Todo ajeno, de Natalia Litvinova (Gómel, Bielo­rrusia, 1986), glosa, con insinuadoras conjunciones, los intervalos existentes entre extrañeza y espejismo. La existencia: eco en el que respira la indolencia, y se cobija la usurpación. Nada pertenece al hombre: todo es simétrico desde el celaje. “El nombre del gato es gato. Ajeno como todo lo que es mío. / ¿Cómo explicarle esto? La intimidad se fuga con las palabras”.

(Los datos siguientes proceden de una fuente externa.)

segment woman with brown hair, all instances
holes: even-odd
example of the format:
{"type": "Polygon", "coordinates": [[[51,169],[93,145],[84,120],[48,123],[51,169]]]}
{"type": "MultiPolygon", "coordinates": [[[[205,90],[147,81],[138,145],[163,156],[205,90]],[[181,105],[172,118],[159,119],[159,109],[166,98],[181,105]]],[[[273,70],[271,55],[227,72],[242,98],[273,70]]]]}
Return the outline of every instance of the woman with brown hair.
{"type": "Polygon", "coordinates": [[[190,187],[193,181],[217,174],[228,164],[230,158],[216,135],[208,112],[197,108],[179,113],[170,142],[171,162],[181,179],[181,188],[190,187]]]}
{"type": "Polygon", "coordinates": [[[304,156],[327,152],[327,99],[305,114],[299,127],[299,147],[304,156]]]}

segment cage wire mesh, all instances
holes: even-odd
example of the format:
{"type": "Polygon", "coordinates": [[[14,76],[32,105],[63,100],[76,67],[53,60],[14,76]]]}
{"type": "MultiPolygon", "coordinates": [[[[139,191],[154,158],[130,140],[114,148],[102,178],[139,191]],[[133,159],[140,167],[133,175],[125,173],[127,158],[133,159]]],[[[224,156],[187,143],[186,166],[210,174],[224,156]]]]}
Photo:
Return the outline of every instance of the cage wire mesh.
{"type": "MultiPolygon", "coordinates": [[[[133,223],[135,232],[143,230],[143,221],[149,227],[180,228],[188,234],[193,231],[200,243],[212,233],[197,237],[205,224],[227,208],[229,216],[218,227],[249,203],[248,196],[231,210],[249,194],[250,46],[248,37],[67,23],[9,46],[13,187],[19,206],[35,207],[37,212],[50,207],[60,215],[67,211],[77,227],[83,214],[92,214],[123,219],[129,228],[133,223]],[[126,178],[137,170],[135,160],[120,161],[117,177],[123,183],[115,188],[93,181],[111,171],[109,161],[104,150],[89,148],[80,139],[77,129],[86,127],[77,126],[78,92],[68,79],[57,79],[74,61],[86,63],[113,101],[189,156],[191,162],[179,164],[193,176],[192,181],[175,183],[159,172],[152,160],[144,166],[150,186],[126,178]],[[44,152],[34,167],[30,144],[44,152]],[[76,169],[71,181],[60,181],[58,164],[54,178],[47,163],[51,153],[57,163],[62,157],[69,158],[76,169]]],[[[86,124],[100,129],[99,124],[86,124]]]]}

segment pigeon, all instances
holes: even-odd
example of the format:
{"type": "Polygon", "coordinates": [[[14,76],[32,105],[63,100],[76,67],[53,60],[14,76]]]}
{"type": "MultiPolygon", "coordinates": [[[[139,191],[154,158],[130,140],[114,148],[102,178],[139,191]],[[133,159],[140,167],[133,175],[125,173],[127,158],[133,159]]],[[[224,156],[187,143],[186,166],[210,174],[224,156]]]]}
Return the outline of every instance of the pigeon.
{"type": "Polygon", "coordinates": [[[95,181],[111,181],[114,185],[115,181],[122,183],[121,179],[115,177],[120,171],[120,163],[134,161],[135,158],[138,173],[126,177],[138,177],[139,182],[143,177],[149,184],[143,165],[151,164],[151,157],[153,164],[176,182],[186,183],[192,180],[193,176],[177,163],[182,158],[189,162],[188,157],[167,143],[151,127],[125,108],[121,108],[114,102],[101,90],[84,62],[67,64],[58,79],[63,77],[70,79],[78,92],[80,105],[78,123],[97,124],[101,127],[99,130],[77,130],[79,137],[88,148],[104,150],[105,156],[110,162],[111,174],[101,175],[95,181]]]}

Ocupamos el territorio de lo que ya dejó de ser. ¿Realidad? Todo se derrite en los atisbos de la mirada. Los ojos carcomen el mundo. La luz enceguece. Quizá, sea la noche una oportunidad que Dios pone frente a los hombres para que descubran los trames del infinito y sus extravíos. “Escribo para no dormir. Cuando siento que mi cabeza / se desinfla como un globo, cierro los ojos. / Repaso este sueño: pongo un ramo de lirios / debajo de una pareja de alces. Después hago del ramo / una corona en mi frente. Desciendo al río. Me sumerjo. / La corona se va con la corriente. / No sé salir”. Primero el deseo que se acompasa en lo mortífero; después la devoción de extirpar “las fotos de los pájaros”, de tener hambre y acudir a la palabra para saciarla.
“El tiempo se rompe como un vaso. / Puedo juntarlo con las manos y admirar / el mundo en sus cristales rotos”: ciclo de iconografías escapadas de los resplandores de un acaso expuesto en la fuga. Los versos de Litvinova están untados de reflujos rimbaudianos y curvaturas retomadas de Verlaine: el cielo es una cifra: hay que encontrar la correspondencia entre cuerpo y sollozo, entre delirio y precipicio, entre ardor y espera. Habla poética po­bla­da de sinestesias que tributan a Ana Ajmátova. Si la poeta de Odessa suscribe su trayecto “hacia nunca, hacia ninguna parte, / como un tren sobre el abismo”, la joven trovadora de Bielorrusia confiesa “Me arqueo contra el espejo, la soledad excita. / Pronto se derrumbará esta casa y la alta hierba / cubrirá las ruinas”.
Designar aquello que se pretende: calar fondeaderos de incertidumbre. El amor, acuna un hormiguero de tajos: bobina que sustenta los cordeles: brújula de los viajes: “Cuando quise decir tu nombre / me nacieron flores en la boca. / Negras, con un centro de estrellas”.
Litvinova sabe muy bien que “Escribir es ir hacia la herida para curarla con veneno. / Los dioses lamen poemas y escupen oraciones. / Cuando no escribí encontré mi reflejo en el ojo ciego / de un caballo. Mi madre no ve las frases que tatué / en su vientre”. Cánticos recurrentes con los sacramentos de la franqueza. Tensión espiritual que se bifurca en frondas de un erotismo contiguo con la misericordia: “Sintió sus pechos como volcanes / y lo llamó para que lo comprobara. / Estoy preñada, le dijo mientras él los acariciaba. / Preñada, esa fue la palabra”. Todo ajeno: sacudida de sigilos que muerden suavemente al lector, bien adentro: en los amarraderos humedecidos por la perplejidad.